The capital structure is characterized by a persistent shareholders' deficit, with total liabilities consistently exceeding 100% of the total liabilities and deficit. This indicates a negative equity position where the company's total obligations outweigh its assets, a condition maintained throughout the period from late 2019 through early 2026.
Long-Term Debt and Obligations
Long-term debt, excluding the current portion, remains a primary component of the liability structure, generally fluctuating between 42% and 53%. A notable peak occurred in early 2024, reaching 52.95% before stabilizing in the 42% to 45% range by early 2026. Operating lease liabilities have remained remarkably stable, consistently representing between 24% and 28% of the total structure, suggesting a consistent strategy regarding leased physical assets.
Current Liability Trends
Current liabilities exhibit an upward trend in the latter part of the analyzed period, rising from approximately 25% in 2020 to 37.47% by March 2026. This increase is partly driven by growth in accounts payable, which rose from 3.91% in 2019 to 5.48% in 2026. The current portion of long-term debt shows significant volatility, with spikes as high as 8.17% in early 2024, indicating periodic shifts in debt maturity profiles.

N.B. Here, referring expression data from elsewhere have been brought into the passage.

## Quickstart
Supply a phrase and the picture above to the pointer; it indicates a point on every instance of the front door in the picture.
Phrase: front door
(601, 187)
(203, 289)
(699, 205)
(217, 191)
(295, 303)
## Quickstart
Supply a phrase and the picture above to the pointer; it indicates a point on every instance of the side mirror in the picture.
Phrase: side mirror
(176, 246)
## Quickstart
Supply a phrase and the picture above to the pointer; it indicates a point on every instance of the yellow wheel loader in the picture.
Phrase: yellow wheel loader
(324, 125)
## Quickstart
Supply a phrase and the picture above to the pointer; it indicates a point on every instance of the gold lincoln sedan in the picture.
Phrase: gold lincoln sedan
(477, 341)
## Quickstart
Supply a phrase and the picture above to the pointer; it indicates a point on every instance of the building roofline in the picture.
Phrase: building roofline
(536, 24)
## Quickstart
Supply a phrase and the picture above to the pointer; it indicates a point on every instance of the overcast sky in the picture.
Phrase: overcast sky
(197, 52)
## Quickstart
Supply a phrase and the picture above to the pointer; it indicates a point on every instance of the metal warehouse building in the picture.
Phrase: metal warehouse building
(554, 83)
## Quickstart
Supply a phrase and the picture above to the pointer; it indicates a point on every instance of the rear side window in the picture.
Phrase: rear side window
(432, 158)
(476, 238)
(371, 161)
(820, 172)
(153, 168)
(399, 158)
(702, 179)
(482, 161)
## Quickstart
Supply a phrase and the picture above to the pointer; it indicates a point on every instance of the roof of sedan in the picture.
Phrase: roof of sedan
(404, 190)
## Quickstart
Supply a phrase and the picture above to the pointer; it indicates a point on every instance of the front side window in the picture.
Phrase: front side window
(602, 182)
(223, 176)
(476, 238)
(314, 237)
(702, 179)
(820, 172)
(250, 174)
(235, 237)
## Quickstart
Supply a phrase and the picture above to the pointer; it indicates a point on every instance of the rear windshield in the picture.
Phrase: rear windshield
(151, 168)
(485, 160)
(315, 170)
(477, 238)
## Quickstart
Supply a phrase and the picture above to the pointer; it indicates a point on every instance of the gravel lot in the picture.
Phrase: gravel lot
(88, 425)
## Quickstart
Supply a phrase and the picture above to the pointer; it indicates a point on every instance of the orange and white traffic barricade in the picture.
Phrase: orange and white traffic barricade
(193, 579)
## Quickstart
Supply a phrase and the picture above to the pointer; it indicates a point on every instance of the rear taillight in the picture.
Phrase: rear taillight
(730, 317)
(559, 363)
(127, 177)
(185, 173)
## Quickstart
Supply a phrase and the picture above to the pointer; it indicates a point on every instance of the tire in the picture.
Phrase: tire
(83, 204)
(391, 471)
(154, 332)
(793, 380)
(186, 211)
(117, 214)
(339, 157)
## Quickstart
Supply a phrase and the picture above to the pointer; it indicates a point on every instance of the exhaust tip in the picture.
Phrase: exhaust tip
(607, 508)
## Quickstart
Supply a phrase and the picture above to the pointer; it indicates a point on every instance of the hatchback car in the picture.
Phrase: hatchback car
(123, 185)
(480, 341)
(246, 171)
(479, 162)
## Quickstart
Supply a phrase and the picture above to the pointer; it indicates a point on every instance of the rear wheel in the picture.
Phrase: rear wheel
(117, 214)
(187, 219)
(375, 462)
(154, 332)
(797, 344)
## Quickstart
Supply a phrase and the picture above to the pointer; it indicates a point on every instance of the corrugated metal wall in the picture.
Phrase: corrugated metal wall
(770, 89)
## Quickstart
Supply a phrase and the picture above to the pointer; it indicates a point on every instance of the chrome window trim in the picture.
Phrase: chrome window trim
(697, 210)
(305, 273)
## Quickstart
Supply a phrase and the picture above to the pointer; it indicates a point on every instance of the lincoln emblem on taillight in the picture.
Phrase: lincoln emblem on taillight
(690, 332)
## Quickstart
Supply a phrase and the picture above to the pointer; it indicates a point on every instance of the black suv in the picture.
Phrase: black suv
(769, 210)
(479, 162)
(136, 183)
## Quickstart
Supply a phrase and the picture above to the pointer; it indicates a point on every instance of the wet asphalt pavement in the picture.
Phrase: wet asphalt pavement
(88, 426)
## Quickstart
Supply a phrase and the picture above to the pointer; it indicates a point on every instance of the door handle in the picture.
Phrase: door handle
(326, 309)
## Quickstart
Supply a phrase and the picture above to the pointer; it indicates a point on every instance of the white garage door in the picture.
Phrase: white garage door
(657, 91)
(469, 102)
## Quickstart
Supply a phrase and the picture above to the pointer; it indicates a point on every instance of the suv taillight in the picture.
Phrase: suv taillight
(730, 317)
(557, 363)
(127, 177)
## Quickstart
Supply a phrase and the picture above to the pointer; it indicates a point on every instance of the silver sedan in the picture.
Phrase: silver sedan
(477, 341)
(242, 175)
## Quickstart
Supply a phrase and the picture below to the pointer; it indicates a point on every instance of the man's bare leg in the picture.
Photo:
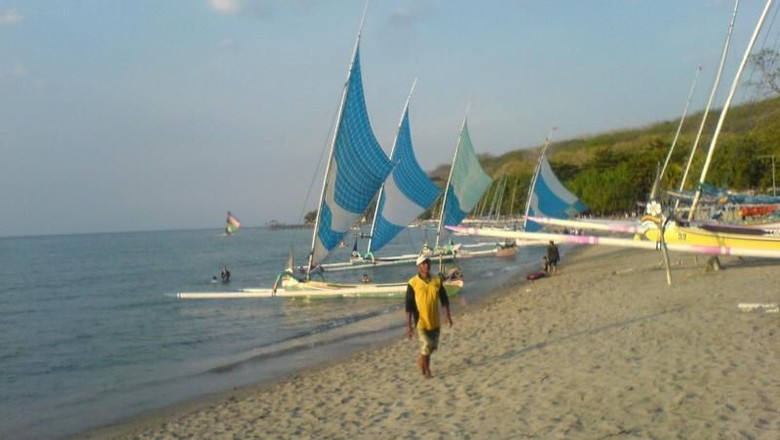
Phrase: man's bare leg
(426, 363)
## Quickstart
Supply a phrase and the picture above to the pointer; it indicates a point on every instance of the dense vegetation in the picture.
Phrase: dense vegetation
(614, 172)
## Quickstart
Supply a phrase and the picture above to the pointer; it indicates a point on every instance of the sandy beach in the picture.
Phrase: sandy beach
(605, 349)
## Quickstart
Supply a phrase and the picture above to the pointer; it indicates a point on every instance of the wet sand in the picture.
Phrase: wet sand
(604, 349)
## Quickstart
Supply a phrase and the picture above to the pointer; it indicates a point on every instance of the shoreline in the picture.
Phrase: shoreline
(605, 347)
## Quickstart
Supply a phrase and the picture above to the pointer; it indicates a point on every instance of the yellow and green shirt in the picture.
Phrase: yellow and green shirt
(422, 300)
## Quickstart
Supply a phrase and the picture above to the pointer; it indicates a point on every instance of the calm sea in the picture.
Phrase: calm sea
(90, 335)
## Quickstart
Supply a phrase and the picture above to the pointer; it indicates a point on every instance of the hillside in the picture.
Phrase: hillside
(613, 171)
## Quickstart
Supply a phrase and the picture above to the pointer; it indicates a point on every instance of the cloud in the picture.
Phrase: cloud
(10, 17)
(414, 12)
(18, 71)
(229, 7)
(252, 8)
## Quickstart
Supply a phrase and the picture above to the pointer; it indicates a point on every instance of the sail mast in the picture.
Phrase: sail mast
(536, 175)
(725, 110)
(392, 151)
(449, 179)
(657, 183)
(333, 144)
(715, 85)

Deferred Revenue and Stored Value
Deferred revenue has experienced a gradual long-term decline, decreasing from 24.34% in December 2019 to 18.58% by March 2026. Stored value card liabilities exhibit cyclical behavior, frequently peaking in December and January—such as the 7.54% recorded in December 2023—before receding, which is consistent with seasonal consumer gifting patterns.
Equity and Retained Deficit
The shareholders' deficit has remained deep and persistent, ranging from a minimum of -16.95% in late 2021 to a maximum of -31.12% in early 2022. This is primarily driven by a substantial retained deficit, which has consistently stayed between -20% and -31%. The minimal presence of common stock and additional paid-in capital indicates that the negative equity position is not being offset by new equity issuances.
Overall, the financial position is defined by high leverage and a structural deficit. While long-term debt and lease obligations provide a stable foundation for the liability profile, the increasing proportion of current liabilities suggests a shifting balance toward shorter-term obligations.